Walter was a great amateur baseball player in Lowell. In the army he became a grenade thrower. His baseball experience helped him but this was dangerous duty. He came from a family of service. Three uncles served in the Civil War and two of them lost their lives during the war.

Walter's body was returned to the United States in 1921 for burial at St. Patrick's Cemetery. We remember the sacrifice that Walter Marr's family has made for us.


Thursday, September 26, 2013

Col. Mary A. Hallaren - First Commander of Women's Auxiliary Army Corps

Mary Agnes Hallaren was born in Lowell on May 4, 1907 to John and Mary (Kenney) Hallaren and she had two sisters and three brothers. The family lived on Second Street in the Pawtucketville section of the city. She went to Lowell Teacher's College (now known as UMass Lowell) graduating class of 1927. She taught junior high school in Lexington for fifteen years. Every summer she went on grand adventures all over the world. She did a lot of her traveling by hitchhiking alone as a single woman with no lipstick and lots of walking.
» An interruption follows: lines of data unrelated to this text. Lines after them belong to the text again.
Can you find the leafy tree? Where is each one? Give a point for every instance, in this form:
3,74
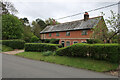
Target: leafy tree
114,24
38,25
41,23
27,34
11,27
34,39
8,7
51,21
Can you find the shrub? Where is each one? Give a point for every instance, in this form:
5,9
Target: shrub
15,44
40,47
34,39
92,41
47,53
6,48
54,41
74,50
108,52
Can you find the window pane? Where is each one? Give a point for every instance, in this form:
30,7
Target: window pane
49,34
57,34
67,33
75,42
84,32
67,43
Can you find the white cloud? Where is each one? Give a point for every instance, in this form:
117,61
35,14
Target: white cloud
44,9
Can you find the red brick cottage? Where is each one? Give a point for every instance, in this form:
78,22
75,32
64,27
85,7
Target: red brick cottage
72,32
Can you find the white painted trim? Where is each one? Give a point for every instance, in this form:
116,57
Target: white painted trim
72,38
75,41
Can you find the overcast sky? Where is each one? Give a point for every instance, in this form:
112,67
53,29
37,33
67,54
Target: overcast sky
44,9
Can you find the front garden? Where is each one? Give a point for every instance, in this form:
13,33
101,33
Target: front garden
96,57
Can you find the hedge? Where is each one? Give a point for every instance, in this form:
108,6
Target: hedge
41,47
15,44
108,52
74,50
52,41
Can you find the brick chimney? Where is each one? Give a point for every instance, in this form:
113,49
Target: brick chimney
86,16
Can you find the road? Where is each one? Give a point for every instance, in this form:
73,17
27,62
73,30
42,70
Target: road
17,67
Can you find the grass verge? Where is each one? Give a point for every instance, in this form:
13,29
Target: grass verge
84,63
6,48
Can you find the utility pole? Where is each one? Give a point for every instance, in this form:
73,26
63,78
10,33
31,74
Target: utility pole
119,38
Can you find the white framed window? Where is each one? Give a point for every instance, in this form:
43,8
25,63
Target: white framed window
84,32
50,34
74,42
67,43
67,33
She was one of the first women to enlist in the Woman's Auxiliary Army Corps, the precursor to the Woman's Army Corps (WACs) during World War Two on July 10, 1942.  She was the first officer not in the medical branch. During her recruitment she stood on her tiptoes to make the five foot minimum height requirement. She was actually 4' 10" tall. When the recruiter questioned her size she told him "you don't have to be six feet tall to have a brain that works."
Courtesy of Library of Congress, Prints & Photographs Division, NYWT&S Collection.

She was known for her excellent organization skills and command. She was affectionately called "The Little Colonel". She commanded 9,000 women in the European theater. She became the third Director of the WAC in 1947. She served in that capacity through the Korean War and until 1953. She remained in the service until her military retirement in 1960. In 1965 she became the first Executive Director of Women in Community Service in Virginia.

She has received numerous awards, citations, and honors throughout her lifetime. She received the Bronze Star, The Legion of Merit, Croix De Guerre, Legion of Honor, UMass Lowell Distinguished Alumni Award, National Women's Hall of Fame in 1996 and more. She is highlighted in Tom Brokaw's book "The Greatest Generation".

She died February 13, 2005 in McLean, Virginia at the age of 97 and is buried in the family plot at St. Patrick's Cemetery in Lowell, MA. Thank you for your service!